Gadis itu membuka mata, tampak mengedarkan pandangan ke seluruh penjuru ruangan yang kosong. Tentu saja. Memangnya apa yang ia harapkan? Apakah ia berharap seseorang ada di kamar ini bersamanya?
"Di mana makhluk itu?" tanya Ivanna sembari mencari dan menyisir tiap-tiap ruangan di kamarnya dengan hati-hati. "Kau jangan ke mana-mana, Jax! Kau harus lihat dan memusnahkan makhluk ini," ujarnya lagi, dengan suara berbisik.
Mendengar gadis itu menyebut kata makhluk, aku mengekor pangkahnya demi memastikan dia aman. Siapa yang tahu kalau makhluk yang baru saja ia sebut itu bersembunyi di suatu tempat di ruangan ini?
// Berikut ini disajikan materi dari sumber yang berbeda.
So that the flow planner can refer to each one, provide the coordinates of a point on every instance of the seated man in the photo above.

Aku meraih lengan Ivanna, membuatnya berbalik dan menghadap padaku saat itu juga. Bola mata hazelnya itu tampak tertuju padaku, membuatku tertegun untuk sesaat, kemudian tersadar dan mengatakan padanya apa yang ada dalam pikiranku saat ini.
"Makhluk apa yang Anda maksud, Nona?"
"A-aku juga tidak tahu. Aku mendengar suaranya dengan jelas. Seperti suara geraman hewan buas. Mungkin anjing hutan atau ... tidak mungkin!"
Perkataan gadis ini sungguh membuatku overthinking. Apakah seperti yang kupikirkan bahwa memang ada makhluk buas di dalam mansion ini? Ataukah aku dan Ivanna sama-sama tengah berhalusinasi?
"Anjing hutan?"
"Tidak, Jax! Mungkin itu adalah manusia serigala! Kau pernah mendengar tentang mitos itu, kan? Oh, Tuhan! Jika itu benar, tempat ini sudah tidak aman lagi, Jax!"
Aku terdiam, tak ingin tergesa mengambil kesimpulan. Namun, persis seperti yang kulakukan selama ini, Ivanna juga menyadari ada yang aneh di rumahnya. Itu artinya, aku harus segera bertindak. Karena jika memang benar makhluk itu berada di mansion ini, akan sangat berbahaya bagi Ivanna dan lainnya.
"Kau harus membinasakannya!"
"Tenang dulu, Nona. Sekarang sebaiknya kau beristirahat. Serahkan semuanya padaku. Aku pastikan, semua akan baik-baik saja."
Gadis itu mengangguk, lantas naik ke atas ranjangnya dan mulai memejamkan mata. Namun, ia kembali bangkit dan menoleh padaku.
"Jax, bagaimana jika makhluk itu ada di bawah ranjangku?" tanya gadis itu, setengah berbisik. "Kau harus memeriksanya. Kau tidak boleh melangkah keluar dari kamar ini sedikit pun sebelum memastikan makhluk itu benar-benar tidak ada. Temani aku di sini setidaknya sampai pagi datang. Aku takut kalau makhluk itu memang mengincar nyawaku. Lakukan tugasmu dengan baik, Jax. Lindungi aku!"